Business process management aims at capturing, understanding, and improving work in organizations. The central artifacts are process models, which serve different purposes. Detailed process models are used to analyze concrete working procedures, while high-level models show, for instance, handovers between departments. To provide different views on process models, business process model abstraction has emerged. While several approaches have been proposed, a number of abstraction use case that are both relevant for industry and scientifically challenging are yet to be addressed. In this paper we systematically develop, classify, and consolidate different use cases for business process model abstraction. The reported work is based on a study with BPM users in the health insurance sector and validated with a BPM consultancy company and a large BPM vendor. The identified fifteen abstraction use cases reflect the industry demand. The related work on business process model abstraction is evaluated against the use cases, which leads to a research agenda.
Pattern Matching For An Object Oriented And Dynamically Typed Programming Language
DOWNLOAD
Author : Felix Geller
language : en
Publisher: Universitätsverlag Potsdam
Release Date : 2010
Pattern Matching For An Object Oriented And Dynamically Typed Programming Language written by Felix Geller and has been published by Universitätsverlag Potsdam this book supported file pdf, txt, epub, kindle and other format this book has been release on 2010 with Computers categories.
Pattern matching is a well-established concept in the functional programming community.

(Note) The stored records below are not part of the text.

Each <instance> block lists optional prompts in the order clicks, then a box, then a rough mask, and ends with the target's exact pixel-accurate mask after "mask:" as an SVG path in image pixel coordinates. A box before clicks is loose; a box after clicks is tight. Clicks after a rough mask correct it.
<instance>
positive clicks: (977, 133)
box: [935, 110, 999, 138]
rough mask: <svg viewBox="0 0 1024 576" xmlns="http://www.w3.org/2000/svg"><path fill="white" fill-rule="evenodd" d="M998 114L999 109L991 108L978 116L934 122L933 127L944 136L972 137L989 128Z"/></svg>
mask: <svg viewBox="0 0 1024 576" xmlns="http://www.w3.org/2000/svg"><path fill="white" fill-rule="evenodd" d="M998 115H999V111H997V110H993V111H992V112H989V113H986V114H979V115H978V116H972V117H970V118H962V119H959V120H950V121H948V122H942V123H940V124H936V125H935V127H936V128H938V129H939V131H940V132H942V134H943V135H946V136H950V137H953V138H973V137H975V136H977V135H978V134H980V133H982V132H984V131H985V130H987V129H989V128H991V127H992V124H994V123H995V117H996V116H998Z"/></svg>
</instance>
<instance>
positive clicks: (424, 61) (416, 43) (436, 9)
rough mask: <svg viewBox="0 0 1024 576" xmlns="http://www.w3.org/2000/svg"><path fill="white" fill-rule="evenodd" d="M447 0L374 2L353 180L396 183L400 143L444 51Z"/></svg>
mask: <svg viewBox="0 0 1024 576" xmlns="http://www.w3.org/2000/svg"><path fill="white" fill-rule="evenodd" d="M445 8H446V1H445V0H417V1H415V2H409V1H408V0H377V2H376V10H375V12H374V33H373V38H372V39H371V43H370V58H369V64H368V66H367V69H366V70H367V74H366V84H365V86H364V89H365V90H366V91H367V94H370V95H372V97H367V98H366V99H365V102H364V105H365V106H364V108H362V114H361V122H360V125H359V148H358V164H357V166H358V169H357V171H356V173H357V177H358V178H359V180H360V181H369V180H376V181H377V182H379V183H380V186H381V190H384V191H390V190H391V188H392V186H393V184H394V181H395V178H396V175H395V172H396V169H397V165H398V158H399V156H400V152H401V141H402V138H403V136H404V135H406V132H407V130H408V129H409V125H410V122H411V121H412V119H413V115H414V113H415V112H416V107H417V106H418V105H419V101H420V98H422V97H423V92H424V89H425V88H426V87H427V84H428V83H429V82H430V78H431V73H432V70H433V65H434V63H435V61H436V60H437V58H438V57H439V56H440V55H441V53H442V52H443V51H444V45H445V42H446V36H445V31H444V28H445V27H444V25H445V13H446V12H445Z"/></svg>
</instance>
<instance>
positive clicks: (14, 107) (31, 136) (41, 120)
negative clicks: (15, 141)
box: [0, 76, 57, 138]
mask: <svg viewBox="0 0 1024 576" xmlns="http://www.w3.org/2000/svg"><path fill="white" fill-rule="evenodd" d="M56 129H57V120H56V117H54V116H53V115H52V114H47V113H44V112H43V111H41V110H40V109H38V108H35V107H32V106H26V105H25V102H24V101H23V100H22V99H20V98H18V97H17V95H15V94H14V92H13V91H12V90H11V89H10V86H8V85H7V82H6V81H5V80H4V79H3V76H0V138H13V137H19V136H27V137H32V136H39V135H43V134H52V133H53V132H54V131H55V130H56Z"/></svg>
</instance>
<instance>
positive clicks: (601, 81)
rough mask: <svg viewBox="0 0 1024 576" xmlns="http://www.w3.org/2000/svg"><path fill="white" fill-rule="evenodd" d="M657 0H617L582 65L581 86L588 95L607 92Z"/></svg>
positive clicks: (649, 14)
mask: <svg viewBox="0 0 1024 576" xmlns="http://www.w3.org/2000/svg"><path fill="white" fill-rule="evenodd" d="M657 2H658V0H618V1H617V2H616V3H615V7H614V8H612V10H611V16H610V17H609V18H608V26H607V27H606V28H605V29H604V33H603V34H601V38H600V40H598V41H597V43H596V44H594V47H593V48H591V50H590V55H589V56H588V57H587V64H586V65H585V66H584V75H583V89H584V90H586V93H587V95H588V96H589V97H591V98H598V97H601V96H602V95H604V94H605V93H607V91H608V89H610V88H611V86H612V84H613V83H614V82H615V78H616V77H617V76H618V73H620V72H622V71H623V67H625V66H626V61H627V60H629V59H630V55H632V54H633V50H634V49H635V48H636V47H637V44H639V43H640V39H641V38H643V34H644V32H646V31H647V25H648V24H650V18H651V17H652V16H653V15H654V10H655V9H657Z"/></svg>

It provides the means for concisely identifying and destructuring values of interest. This enables a clean separation of data structures and respective functionality, as well as dispatching functionality based on more than a single value. Unfortunately, expressive pattern matching facilities are seldomly incorporated in present object-oriented programming languages. We present a seamless integration of pattern matching facilities in an object-oriented and dynamically typed programming language: Newspeak. We describe language extensions to improve the practicability and integrate our additions with the existing programming environment for Newspeak. This report is based on the first author’s master’s thesis.
State Propagation In Abstracted Business Processes
DOWNLOAD
Author : Sergey Smirnov
language : en
Publisher: Universitätsverlag Potsdam
Release Date : 2011
State Propagation In Abstracted Business Processes written by Sergey Smirnov and has been published by Universitätsverlag Potsdam this book supported file pdf, txt, epub, kindle and other format this book has been release on 2011 with Computers categories.
Business process models are abstractions of concrete operational procedures that occur in the daily business of organizations. To cope with the complexity of these models, business process model abstraction has been introduced recently. Its goal is to derive from a detailed process model several abstract models that provide a high-level understanding of the process. While techniques for constructing abstract models are reported in the literature, little is known about the relationships between process instances and abstract models. In this paper we show how the state of an abstract activity can be calculated from the states of related, detailed process activities as they happen. The approach uses activity state propagation. With state uniqueness and state transition correctness we introduce formal properties that improve the understanding of state propagation. Algorithms to check these properties are devised. Finally, we use behavioral profiles to identify and classify behavioral inconsistencies in abstract process models that might occur, once activity state propagation is used.